My availability bias here is that this is the first time this has ever occurred, with pivoting techniques affecting GitHub, AWS, and an Application during the compromise chain. I’m amazed and terrified because it’s showcasing that the new victimology, which threat actors target more and more, is developers and their tools.

Below is the breach diagram I made with Claude and posted on social media.

⚡ Quick Hits

NPM debug and chalk packages compromised (HackerNews post)

A single NPM maintainer had their NPM account compromised, resulting in the backdooring of 18 packages with over 2 billion weekly downloads. This is the HackerNews post (his reply is the first one), and it reaffirms my point in the above spotlight post: Threat actors are targeting Developers and their tools.

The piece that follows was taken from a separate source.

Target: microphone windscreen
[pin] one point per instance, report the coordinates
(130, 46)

Contagious Interview | North Korean Threat Actors Reveal Plans and Ops by Abusing Cyber Intel Platforms by Aleksandar Milenkoski, Sreekar Madabushi (Validin) and Kenneth Kinion (Validin)

SentinelOne and researchers from Validin identified a cluster of DPRK actors leveraging Validin to hunt for their command and control (C2) infrastructure in Internet-wide scan data. The amusing part here is that as they set up monitoring and queried these platforms to identify their infrastructure, they in turn provided Validin and SentinelOne with the queries to locate their infrastructure.

s1ngularity's Aftermath: AI, TTPs, and Impact in the Nx Supply Chain Attack by Rami McCarthy

Something is in the air regarding open-source software supply chain attacks. McCarthy does an excellent job summarizing the s1ngularity security incident, which involved the theft of an npm publishing token via a malicious pull request on GitHub. Users who downloaded the latest version had their secrets stolen; many had their private repositories uploaded to GitHub as public, and a peculiar technique of using AI to identify interesting files was employed.

🔗 Open Source

andrewkolagit/DetectPack-Forge

Neat full-stack application that uses Gemini and n8n to turn natural language into Detection rules. You’ll see many companies offering this type of service, but it’s impressive to see something implemented and shared on GitHub.

almounah/orsted

Yet another for educational use, post-exploitation, and C2 framework. Their docs site looks promising in terms of how it works, so it’d be good to add this for detection backlogs to check for telemetry.

DeepSpaceHarbor/Awesome-AI-Security

awesome-* list this time for AI Security resources. This list is much more academically focused, but you’ll find a few blogs and code examples in there too.

tclahr/uac

Unix-like Artifact Collector (uac) is a forensic tool designed to collect breach artifacts across various flavors of Unix and Linux. It’s modular, allowing you to add artifact collections via configurable YAML files. It’s no install, meaning the core functionality is a big ol’ shell file, which means it can run on everything from NAS boxes to IoT devices.